孫はそれが気に入らなかったのだ。普段から説教臭い老女にもともと苛立っていたのもある。
「権利書をどこやった!」
「し、死んでも、あんたみたいな子にゃ、教えないよ!」
「んじゃ、死ねよ! ばばぁ!」
犬ごと老女を渾身の力で蹴り飛ばした。
畑の隅まで転がると、老女は動かなくなった。
冷たい雨が全身を濡らした。
‘それ’が目を覚ました時、主人である老女の身体は冷え切って動かなくなっていた。
「きゅ~ん、きゅ~ん」
必死で顔を舐めまわすが、反応はない。
優しくて温かい微笑みをいつも返してくれる主人は、ピクリともしない。
それが、なにを意味するのか、‘それ’は本能的に理解した。
悲しみが雨と共に流れ、怒りが内側から溢れだす。
真っ黒な空を見上げ――‘それ’は大きく吠えた。
帝国領から戻る歪虚ネル・ベルは王国領内でテスカ教団の巡礼者が通過した小さい集落に通りがかった。

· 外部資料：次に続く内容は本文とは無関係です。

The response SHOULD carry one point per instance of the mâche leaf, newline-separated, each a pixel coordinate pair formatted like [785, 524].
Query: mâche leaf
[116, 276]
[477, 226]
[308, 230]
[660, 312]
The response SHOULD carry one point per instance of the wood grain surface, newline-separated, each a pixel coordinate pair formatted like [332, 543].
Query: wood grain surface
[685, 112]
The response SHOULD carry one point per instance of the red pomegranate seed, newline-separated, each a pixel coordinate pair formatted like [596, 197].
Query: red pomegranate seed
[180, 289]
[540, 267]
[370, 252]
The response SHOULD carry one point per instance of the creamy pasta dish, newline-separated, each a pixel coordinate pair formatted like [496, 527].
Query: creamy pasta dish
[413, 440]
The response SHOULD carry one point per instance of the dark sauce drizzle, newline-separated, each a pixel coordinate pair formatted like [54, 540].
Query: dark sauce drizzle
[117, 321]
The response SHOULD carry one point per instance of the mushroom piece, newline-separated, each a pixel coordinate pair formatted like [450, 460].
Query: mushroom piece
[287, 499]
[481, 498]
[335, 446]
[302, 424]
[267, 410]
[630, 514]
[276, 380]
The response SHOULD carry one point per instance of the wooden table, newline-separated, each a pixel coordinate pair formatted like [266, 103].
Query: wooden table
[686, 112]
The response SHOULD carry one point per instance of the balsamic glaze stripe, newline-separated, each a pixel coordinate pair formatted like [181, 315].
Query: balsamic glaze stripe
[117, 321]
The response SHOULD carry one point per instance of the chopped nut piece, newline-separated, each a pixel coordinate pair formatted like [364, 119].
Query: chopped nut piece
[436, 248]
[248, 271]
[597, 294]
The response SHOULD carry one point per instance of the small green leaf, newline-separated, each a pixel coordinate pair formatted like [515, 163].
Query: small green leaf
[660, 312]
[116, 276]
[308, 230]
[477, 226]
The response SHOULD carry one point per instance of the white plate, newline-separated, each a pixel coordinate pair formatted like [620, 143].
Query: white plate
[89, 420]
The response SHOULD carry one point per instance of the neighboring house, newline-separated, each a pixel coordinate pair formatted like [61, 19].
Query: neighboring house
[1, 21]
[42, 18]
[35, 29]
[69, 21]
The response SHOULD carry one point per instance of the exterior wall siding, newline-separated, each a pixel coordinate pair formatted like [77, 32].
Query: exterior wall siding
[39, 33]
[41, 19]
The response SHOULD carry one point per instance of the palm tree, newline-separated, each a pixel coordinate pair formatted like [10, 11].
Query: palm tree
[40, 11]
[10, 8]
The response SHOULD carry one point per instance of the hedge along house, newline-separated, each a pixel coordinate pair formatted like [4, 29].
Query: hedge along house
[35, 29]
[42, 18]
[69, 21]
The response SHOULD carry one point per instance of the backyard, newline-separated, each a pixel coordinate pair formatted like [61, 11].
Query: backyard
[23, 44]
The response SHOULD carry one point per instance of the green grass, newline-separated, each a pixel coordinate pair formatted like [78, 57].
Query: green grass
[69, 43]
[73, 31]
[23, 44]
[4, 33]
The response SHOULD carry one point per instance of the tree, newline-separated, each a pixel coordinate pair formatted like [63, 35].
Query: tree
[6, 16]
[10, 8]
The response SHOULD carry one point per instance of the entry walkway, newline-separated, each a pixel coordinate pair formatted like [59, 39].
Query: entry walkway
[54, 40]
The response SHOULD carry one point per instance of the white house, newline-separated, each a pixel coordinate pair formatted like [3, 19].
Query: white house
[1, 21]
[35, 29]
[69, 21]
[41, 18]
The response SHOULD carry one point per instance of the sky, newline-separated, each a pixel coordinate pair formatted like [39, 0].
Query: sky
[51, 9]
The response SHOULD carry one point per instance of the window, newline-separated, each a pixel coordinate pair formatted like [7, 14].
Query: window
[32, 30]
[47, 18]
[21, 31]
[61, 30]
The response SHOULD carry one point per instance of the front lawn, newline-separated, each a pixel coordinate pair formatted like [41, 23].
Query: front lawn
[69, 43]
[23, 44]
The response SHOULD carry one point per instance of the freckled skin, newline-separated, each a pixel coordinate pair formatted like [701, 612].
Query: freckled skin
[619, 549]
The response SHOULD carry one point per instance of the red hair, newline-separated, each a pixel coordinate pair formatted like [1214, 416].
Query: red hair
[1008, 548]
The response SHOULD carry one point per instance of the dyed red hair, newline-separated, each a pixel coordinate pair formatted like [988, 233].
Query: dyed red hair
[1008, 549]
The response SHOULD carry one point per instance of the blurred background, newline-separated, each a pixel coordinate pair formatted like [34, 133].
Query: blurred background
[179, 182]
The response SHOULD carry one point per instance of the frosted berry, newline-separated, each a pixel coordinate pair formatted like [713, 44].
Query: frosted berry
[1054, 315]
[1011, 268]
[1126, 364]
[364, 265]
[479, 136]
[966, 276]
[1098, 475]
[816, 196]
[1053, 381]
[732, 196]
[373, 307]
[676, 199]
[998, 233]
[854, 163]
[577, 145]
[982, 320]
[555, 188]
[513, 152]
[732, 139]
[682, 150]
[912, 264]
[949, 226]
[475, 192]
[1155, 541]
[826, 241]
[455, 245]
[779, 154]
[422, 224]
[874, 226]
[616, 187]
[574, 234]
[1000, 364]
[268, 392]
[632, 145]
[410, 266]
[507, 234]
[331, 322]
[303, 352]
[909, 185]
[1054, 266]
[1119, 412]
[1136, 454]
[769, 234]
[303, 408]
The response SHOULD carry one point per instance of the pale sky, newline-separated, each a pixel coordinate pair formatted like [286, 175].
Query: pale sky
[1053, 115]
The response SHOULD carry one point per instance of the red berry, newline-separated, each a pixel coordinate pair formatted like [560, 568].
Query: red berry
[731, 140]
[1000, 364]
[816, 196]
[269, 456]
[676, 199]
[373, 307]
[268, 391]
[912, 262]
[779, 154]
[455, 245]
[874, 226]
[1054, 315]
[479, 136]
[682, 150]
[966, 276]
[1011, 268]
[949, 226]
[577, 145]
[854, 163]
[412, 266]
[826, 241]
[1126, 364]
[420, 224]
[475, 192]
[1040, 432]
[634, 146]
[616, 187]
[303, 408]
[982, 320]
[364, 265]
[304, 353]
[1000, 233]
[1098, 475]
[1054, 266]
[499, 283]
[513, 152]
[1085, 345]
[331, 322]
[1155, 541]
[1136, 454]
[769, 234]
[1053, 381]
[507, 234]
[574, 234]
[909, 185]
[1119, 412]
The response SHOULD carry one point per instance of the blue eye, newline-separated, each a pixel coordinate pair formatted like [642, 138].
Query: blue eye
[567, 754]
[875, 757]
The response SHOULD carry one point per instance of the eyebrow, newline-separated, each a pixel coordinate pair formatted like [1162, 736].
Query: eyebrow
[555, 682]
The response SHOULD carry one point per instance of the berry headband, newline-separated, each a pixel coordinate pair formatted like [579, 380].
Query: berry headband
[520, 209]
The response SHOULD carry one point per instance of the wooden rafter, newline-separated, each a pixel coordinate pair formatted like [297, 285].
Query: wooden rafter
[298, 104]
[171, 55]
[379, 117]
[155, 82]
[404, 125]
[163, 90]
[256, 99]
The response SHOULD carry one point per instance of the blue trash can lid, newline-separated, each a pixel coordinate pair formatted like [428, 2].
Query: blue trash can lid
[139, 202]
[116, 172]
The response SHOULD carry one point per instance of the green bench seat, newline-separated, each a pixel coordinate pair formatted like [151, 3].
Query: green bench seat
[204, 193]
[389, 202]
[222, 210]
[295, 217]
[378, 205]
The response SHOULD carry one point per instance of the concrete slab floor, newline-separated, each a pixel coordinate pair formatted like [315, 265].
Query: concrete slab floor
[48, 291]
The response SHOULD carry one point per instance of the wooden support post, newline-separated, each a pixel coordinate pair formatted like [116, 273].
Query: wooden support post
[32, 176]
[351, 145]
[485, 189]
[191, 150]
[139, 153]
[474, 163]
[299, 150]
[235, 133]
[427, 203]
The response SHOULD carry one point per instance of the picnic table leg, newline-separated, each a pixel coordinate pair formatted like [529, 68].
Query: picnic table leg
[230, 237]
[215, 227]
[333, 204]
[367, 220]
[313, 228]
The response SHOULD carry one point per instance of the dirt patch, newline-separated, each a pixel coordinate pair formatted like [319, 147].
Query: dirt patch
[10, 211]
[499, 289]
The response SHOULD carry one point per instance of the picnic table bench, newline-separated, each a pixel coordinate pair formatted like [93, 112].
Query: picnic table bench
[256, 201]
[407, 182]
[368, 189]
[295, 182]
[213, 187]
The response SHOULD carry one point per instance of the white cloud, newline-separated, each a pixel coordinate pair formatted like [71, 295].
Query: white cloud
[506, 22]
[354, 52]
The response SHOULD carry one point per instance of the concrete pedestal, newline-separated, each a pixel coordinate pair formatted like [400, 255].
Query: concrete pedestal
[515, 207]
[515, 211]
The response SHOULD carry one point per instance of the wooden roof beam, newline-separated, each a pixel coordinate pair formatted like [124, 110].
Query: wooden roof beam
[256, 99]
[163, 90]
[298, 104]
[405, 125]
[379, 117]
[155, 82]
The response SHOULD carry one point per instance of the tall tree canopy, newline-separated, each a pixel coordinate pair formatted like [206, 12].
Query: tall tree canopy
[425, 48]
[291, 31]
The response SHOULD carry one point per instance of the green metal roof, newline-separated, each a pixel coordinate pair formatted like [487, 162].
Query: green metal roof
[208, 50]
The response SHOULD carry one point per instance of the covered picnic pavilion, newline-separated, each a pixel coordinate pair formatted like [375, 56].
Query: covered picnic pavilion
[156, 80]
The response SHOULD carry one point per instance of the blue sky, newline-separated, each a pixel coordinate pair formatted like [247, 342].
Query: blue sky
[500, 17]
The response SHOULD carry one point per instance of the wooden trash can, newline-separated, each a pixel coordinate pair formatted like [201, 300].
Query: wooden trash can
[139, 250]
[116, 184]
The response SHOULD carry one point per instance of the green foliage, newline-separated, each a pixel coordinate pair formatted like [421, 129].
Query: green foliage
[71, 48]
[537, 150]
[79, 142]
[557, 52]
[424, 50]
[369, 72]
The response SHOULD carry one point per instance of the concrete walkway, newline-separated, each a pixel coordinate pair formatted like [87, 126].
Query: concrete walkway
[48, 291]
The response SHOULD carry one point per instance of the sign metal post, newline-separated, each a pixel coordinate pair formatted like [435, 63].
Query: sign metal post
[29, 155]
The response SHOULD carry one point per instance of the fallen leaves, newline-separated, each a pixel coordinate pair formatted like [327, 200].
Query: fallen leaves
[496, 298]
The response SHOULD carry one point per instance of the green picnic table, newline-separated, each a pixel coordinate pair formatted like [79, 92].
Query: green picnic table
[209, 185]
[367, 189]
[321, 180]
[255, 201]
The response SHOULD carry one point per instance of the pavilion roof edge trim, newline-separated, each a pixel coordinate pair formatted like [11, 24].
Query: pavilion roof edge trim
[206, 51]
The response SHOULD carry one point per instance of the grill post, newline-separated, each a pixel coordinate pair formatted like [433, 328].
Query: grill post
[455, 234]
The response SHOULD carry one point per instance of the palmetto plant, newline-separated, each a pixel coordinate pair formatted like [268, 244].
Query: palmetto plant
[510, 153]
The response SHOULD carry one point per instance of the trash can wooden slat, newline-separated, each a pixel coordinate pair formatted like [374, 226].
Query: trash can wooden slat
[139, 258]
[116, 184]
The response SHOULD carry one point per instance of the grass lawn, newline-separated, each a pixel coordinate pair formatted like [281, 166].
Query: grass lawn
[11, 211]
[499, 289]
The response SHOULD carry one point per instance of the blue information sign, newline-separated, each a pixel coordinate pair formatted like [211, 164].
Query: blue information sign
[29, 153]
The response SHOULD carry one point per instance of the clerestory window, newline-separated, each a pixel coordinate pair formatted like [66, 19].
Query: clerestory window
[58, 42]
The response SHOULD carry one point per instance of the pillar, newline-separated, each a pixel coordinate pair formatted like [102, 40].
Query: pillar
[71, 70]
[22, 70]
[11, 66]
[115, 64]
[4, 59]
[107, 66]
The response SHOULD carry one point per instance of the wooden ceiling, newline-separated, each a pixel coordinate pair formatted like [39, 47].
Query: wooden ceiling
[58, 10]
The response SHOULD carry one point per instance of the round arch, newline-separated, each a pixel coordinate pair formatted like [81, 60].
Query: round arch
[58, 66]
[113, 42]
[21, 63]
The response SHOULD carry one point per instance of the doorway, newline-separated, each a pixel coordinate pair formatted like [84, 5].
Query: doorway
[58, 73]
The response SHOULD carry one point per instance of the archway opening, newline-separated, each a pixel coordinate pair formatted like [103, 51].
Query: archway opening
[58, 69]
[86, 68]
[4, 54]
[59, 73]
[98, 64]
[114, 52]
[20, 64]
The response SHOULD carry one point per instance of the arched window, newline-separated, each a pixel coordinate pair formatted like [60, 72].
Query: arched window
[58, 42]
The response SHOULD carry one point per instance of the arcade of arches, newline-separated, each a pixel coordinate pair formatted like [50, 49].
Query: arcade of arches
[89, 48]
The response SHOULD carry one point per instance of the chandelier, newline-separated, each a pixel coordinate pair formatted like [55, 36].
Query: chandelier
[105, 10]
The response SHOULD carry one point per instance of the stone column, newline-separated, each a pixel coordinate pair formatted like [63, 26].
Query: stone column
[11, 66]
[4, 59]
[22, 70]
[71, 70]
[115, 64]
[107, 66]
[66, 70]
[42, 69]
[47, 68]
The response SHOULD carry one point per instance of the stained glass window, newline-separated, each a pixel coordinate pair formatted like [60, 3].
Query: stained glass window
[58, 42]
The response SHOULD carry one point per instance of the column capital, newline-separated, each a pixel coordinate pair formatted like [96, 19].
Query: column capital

集落は巡礼者という名の歪虚によって壊滅し、新たな巡礼者を得て、なおも移動している。
「……畜生か」
畑の隅で老女の遺体の傍に居た犬と目が合った。
今にも死にそうな程、弱々しい。だが、瞳に宿る力は強かった。老女と犬、交互に視線を向けた。
「畜生よ、この私と来るか? 復讐の手助け位はしてやるぞ」
と、犬に向かってネル・ベルは言った。
しばしの静寂の後、鼻を鳴らしてネル・ベルは歩き出した。畜生が人の言葉を理解するとは思えない。
だが……
ふと、気配を感じて振り返ったネル・ベル。
彼の後を着いてくるように、犬は弱々しく歩きだしていた。
●フレッサ領のとある村の近く
「人としては長く生きてきたと自認していましたが、これは初めて見ますのぉ」
歪虚ネル・ベルの従者であるオキナは困ったような表情を主である歪虚と、‘それ’に向けていた。
‘それ’は歪虚だった。雑魔ではない。契約を結んだ堕落者ともいうべきかもしれない。とにかく、異常というか、特別というか、レアケースだろう。
「コノ人間、悪イ人間?」
‘それ’が片言で言葉を発した。
パッと見、人の姿をしている。胴体や四肢は人のそれに近いだろう。だが、腰周りや二の腕から先、脛から先は犬のそれであった。
顔も人間らしいが、頭はふわふわの黄土色の髪から、ピョンとした耳が飛び出ている。極め付けは、お尻のあたりからもふもふの尻尾がふりふりしている。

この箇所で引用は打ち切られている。